The Non-Functioning Programmer (Part 2) – Affairs of State

At Caplin we are always encouraged to use some of our time investigating new technologies and so last month I started to write about some of the things I have learnt while working with functional languages. One of the things which I have found most interesting about functional languages when I first started to use them is their approach to state. Functional languages do not, generally, have mutable state. This means that once a “variable” has been set, it cannot be changed. So how does one create a interactive applications without mutable state?

Let us consider a simple inventory app, one written in an imperative style in Java and one written in a functional style in Clojure.

In Java we may make an inventory class which looks a little bit like this:

import java.util.HashSet;

public class Inventory {
    private final HashSet inventory= new HashSet();
    public void pickupItem(Item item) {
        inventory.add(item);
    }
    public void dropItem(Item item) {
        inventory.remove(item);
    }
    public int getNumberOfItemsInBag() {
        return inventory.size();
    }
    public boolean isItemInBag(Item item) {
        return inventory.contains(item);
    }
}

This is a very simple class. It simply has a set of items which can have items added or removed. When an item is added or removed then the Set is updated, so that it now contains one more item or one lesss item. It is still the same object, but now it contains different items.

Obviously this is not possible with functional languages. In Clojure we have to do things a little differently.

(def inventory #{})
(defn pickup-item [item]
    (def inventory (conj inventory item))
)
(defn drop-item [item]
    (def inventory (disj inventory item))
)
(defn get-number-of-items-in-bag []
    (count inventory)
)
(defn is-item-in-bag? [item]
    (contains? inventory item)
)

In functional languages, if the same function is called with the same arguments you will always get the same value. So we need some form of state to save things to an inventory. But how can we do this if variables are immutable and therefore can’t change?

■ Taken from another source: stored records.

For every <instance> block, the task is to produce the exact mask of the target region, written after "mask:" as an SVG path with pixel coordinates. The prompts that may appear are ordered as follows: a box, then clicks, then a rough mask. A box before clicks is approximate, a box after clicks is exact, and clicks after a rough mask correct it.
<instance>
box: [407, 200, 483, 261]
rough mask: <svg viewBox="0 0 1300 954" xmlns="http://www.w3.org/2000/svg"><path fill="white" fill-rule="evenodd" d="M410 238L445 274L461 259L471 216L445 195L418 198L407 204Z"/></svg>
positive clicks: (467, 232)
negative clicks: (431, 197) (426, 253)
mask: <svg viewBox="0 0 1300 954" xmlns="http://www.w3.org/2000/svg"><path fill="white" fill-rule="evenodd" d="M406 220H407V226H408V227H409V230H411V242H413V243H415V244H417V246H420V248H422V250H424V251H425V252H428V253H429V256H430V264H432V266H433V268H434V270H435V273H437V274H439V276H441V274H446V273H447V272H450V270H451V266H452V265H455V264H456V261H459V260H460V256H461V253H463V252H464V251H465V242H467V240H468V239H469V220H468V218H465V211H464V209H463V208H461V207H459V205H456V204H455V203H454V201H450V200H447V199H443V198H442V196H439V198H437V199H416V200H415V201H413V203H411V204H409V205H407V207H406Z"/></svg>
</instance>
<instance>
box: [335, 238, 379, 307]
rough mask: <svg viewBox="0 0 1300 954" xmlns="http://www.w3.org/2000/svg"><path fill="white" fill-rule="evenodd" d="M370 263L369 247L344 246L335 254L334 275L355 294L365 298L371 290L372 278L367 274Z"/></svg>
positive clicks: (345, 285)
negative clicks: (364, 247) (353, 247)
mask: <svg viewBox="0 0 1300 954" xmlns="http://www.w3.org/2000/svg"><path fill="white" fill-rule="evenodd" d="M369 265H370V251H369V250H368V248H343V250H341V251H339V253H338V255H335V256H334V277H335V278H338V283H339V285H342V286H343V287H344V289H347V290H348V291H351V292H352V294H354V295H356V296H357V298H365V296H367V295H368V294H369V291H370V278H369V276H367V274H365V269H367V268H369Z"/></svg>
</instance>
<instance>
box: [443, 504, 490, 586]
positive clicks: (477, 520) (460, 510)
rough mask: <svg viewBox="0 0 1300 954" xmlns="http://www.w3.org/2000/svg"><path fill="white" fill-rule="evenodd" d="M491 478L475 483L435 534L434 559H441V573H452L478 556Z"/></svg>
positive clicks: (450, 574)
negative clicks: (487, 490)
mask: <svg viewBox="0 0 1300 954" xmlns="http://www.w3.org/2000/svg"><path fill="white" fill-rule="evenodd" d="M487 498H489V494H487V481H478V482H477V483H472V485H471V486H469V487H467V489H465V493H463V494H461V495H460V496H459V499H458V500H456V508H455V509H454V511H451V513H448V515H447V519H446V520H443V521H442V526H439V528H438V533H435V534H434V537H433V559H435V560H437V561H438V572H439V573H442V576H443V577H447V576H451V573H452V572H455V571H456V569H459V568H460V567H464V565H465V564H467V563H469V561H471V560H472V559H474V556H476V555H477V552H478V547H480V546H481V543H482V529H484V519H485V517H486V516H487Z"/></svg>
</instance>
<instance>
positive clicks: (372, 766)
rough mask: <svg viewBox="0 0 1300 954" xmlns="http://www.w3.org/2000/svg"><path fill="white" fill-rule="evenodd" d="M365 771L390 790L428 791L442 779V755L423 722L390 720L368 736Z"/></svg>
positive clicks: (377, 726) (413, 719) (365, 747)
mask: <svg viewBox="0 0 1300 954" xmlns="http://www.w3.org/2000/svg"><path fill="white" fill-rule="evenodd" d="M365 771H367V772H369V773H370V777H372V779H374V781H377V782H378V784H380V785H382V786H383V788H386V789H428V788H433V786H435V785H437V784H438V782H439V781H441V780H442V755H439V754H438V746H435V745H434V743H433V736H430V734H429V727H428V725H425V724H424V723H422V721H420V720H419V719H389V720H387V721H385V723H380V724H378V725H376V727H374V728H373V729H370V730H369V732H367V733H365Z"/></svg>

Clojure allows us to have a mutable reference to an immutable variable. In this code you can see us creating a brand new variable with (conj inventory item), and then using def to dynamically rebind “inventory” to this new object. In this way our variables are immutable, but we can have state.

While the difference between altering a variable and rebinding a reference to new variable may seem a subtle one, it is vitally important as I will come onto when we get into multi-threading.

Also, please be aware, that this particular use of the “def” function, will isolate the variable on a per thread basis, so if another thread were to try and access this variable, they will not see any of the changes which the other thread has made. I will be covering this further in my future blog on multi-threading.